Introduction
Après des décennies de négligence institutionnelle, les anciens combattants d’aujourd’hui se retrouvent avec une multitude d’avantages et de solutions qui ne répondent que rarement à leurs besoins, malgré des appels répétés en faveur d’une réforme.
Aujourd’hui encore, des vétérans qui ont été affectés par des blessures ou des maladies similaires dans le cadre de leur service sont indemnisés différemment selon l’endroit et le moment où ils ont servi. Le système actuel ne répond toujours pas aux besoins des vétérans appartenant à des groupes en quête d’équité (femmes et personnes de diverses identités de genre, personnes 2ELGBTQ+, personnes racisées, Autochtones, francophones, etc.). Il ne fait rien non plus face au nombre disproportionné de vétérans itinérants.
Les membres des familles des vétérans continuent d’être confrontés à des problèmes de santé mentale liés aux affectations fréquentes, aux longues et multiples absences et aux risques inhérents au service militaire. Il y a quatre ans maintenant que le Bureau de l’ombudsman des vétérans demande que des investissements réalisés afin que les membres des familles des vétérans des Forces armées canadiennes puissent bénéficier de plein droit d’une couverture pour les soins de santé mentale1Bureau de l’ombudsman des vétérans, Pleins feux 2024, Gouvernement du Canada, 24 avril 2025, https://www.ombudsman-veterans.gc.ca/fr/publications/bulletins/Plein_feux_2024..

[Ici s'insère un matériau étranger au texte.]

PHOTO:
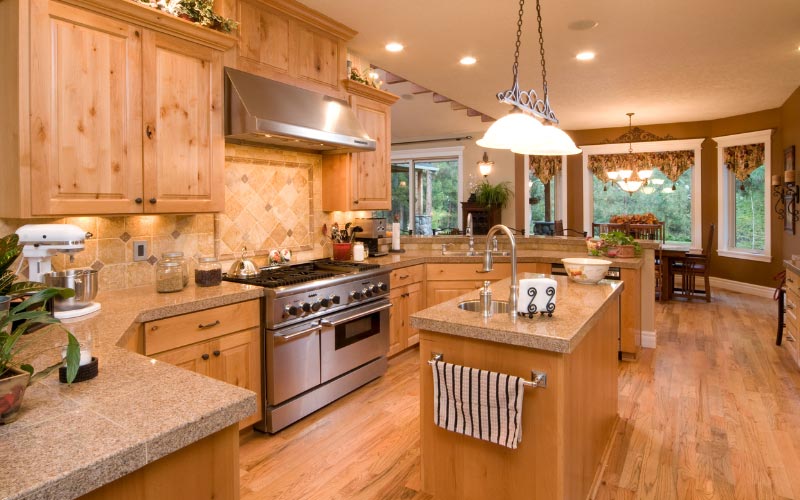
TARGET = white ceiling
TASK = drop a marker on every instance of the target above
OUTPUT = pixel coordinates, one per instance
(667, 61)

Maintenant que la défense nationale fait l’objet d’une attention accrue et que ses budgets sont augmentés, il est temps d’adopter une approche plus globale et de rappeler que tous les militaires en service actif finissent par devenir des vétérans. On ne peut pas financer une partie de leur vie et les laisser ensuite dépérir.
Vue d’ensemble
Une enquête attendue depuis longtemps sur les programmes et les services destinés aux anciens combattants
La dernière fois que le gouvernement fédéral a procédé à un examen indépendant complet des avantages et des services qui sont destinés aux anciens combattants, c’était dans les années 1960. Les programmes et services d’Anciens Combattants Canada (ACC) qui assurent des soins et un soutien aux anciens combattants malades et blessés et ainsi qu’à leurs familles sont encore basés sur des programmes qui ont été élaborés pour répondre aux besoins des anciens combattants vieillissants de la Seconde Guerre mondiale et de la guerre de Corée. En 2023, ces anciens combattants n’étaient plus que 4 162 sur les plus de 194 098 clients d’ACC.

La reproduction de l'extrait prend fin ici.